Published in final edited form as: Biol Psychiatry. 2012 Nov 22;73(9):e15–e24. doi: 10.1016/j.biopsych.2012.09.027

Figure 1.

Figure 1

For several years, researchers have been making distinctions between aspects of motivated behavior that are differentially affected by dopaminergic manipulations. Salamone (82) emphasized the distinction between directional aspects of motivation (i.e., that behavior is directed towards or away from stimuli) and activational aspects of motivation (i.e., that motivated by behavior is characterized by a high degree of activity, vigor and persistence), and suggested that DA antagonists impair activational aspects of food motivation but leave directional aspects intact. Blackburn et al. (135) suggested that DA antagonists impaired preparatory behaviors instigated by a conditioned stimulus at doses that did not impair consummatory behavior.
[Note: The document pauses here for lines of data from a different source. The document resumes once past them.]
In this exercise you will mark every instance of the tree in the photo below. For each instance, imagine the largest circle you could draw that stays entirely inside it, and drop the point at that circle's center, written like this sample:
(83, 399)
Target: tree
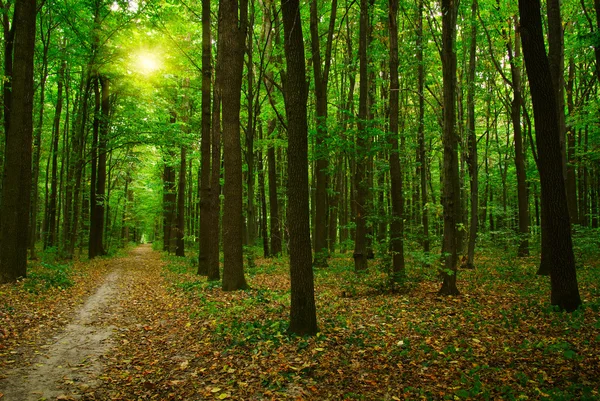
(397, 226)
(16, 191)
(360, 181)
(523, 201)
(205, 185)
(472, 140)
(232, 37)
(556, 226)
(321, 78)
(303, 316)
(451, 187)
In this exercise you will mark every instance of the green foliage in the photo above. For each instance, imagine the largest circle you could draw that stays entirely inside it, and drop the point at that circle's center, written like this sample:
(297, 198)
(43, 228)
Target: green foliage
(50, 273)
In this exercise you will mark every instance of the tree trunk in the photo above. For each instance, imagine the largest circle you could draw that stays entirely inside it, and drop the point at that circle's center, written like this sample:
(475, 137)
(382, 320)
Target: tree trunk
(263, 200)
(101, 199)
(397, 225)
(16, 193)
(523, 201)
(451, 189)
(321, 79)
(303, 317)
(472, 140)
(422, 155)
(205, 231)
(571, 179)
(232, 35)
(37, 147)
(180, 230)
(360, 176)
(555, 223)
(51, 234)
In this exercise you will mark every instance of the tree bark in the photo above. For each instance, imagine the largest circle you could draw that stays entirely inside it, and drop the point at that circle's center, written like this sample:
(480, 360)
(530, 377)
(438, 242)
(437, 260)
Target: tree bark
(303, 317)
(472, 141)
(180, 230)
(451, 188)
(232, 35)
(360, 176)
(321, 79)
(523, 201)
(16, 193)
(51, 234)
(205, 231)
(422, 155)
(555, 224)
(397, 225)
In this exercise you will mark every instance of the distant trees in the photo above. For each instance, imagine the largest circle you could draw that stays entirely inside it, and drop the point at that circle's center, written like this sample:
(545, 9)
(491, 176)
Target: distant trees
(413, 139)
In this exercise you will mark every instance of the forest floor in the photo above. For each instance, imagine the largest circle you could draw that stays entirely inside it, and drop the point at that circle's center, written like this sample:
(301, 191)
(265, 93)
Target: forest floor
(143, 326)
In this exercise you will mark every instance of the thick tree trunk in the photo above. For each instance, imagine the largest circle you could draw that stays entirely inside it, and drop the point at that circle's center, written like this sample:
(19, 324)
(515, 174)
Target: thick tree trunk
(556, 58)
(232, 35)
(303, 317)
(397, 225)
(205, 231)
(451, 189)
(556, 226)
(360, 176)
(16, 193)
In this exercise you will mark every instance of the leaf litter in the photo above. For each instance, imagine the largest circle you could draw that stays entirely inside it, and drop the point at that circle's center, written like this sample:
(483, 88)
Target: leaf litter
(175, 336)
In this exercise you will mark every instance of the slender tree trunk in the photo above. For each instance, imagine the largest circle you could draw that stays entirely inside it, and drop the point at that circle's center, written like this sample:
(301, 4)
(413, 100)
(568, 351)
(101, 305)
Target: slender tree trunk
(523, 201)
(206, 231)
(93, 231)
(16, 192)
(555, 223)
(597, 47)
(263, 200)
(232, 35)
(180, 230)
(250, 134)
(451, 189)
(472, 140)
(51, 235)
(397, 225)
(303, 317)
(422, 155)
(101, 199)
(37, 148)
(360, 176)
(571, 179)
(321, 78)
Salamone (96) emphasized the distinction between consummatory behaviors and instrumental responses, and also tried to link this distinction to others by stating that highly active instrumental behaviors elicited and supported by conditioned stimuli are very sensitive to disruption of accumbens DA transmission. Berridge (34) distinguished between the role of DA in “liking” vs. “wanting”, and suggested that interference with striatal and accumbens DA transmission affected incentive motivation (“wanting”) for sucrose, but had little effect on hedonic reactions instigated by sucrose (“liking”). Foltin (136) distinguished between food “seeking” (i.e., instrumental responses reinforced by food) vs. “taking” (consumption), and reported that amphetamine increased food seeking behavior while decreasing food taking behavior. More recently, Ikemoto and Panksepp (137) and Burgdorf and Panksepp (138) stated that it is useful to distinguish between consummatory “reward”, which is relatively unaffected by interference with accumbens DA transmission, and preparatory or anticipatory aspects of “reward”, which are more greatly impaired. Czakowski et al. (139) studied the effects of DA antagonism on ethanol seeking and intake, and reported that the D2 antagonist remoxipride had substantial effects on measures of ethanol seeking behavior (lever pressing) in a dose range that had little effect on ethanol intake.